One friend recently told me of a trip to the grocery store that went badly for all concerned: He wasn’t wearing a mask, and said he had “…had it! I am done!” with having to do so, and with dealing with the whole pandemic response. At the checkout stand, the cashier informed him he could not be served without a mask. Friend replied he didn’t have to. Cashier stated it was the law. Friend threw out this volley: “It’s a mandate, not a law!” which was followed by choice words for describing an ignorant person, a visit from the store manager, and finally more choice swear words for said manager upon exiting the store. Whew.

I listened to his tale with as much patience as I could muster, and asked if he would welcome feedback. This is what came out of my mouth: “Every interaction that takes you sideways or aggravates you is either a call for compassion or an act of courage. In this case, it was both: The cashier’s words were a call for compassion: he has to deal with disagreeable people all day, and you just added to his stress. And on his end of the equation, his was an act of courage. Knowing full well he would probably get push-back from you, he respectfully carried out his duty.”

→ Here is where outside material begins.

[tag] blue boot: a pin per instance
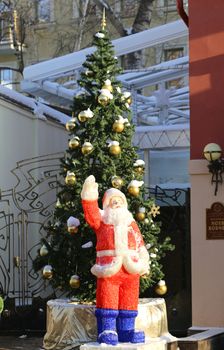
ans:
(126, 327)
(106, 326)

We will all be challenged with calls for compassion, as well as inspired by acts of courage during these profoundly shifting times. So… choose your battles wisely: Sometimes, it’s worth the speak-up and speak-out. But other times, the battle merely adds more stress to an already stressed Situation.

Let’s all collectively take a step back and ask: What do we want to contribute to this Situation? Stress and more suffering? Or relief of suffering through words and acts of compassion?

Thank you for your contribution, friends. I appreciate the effort. Be well.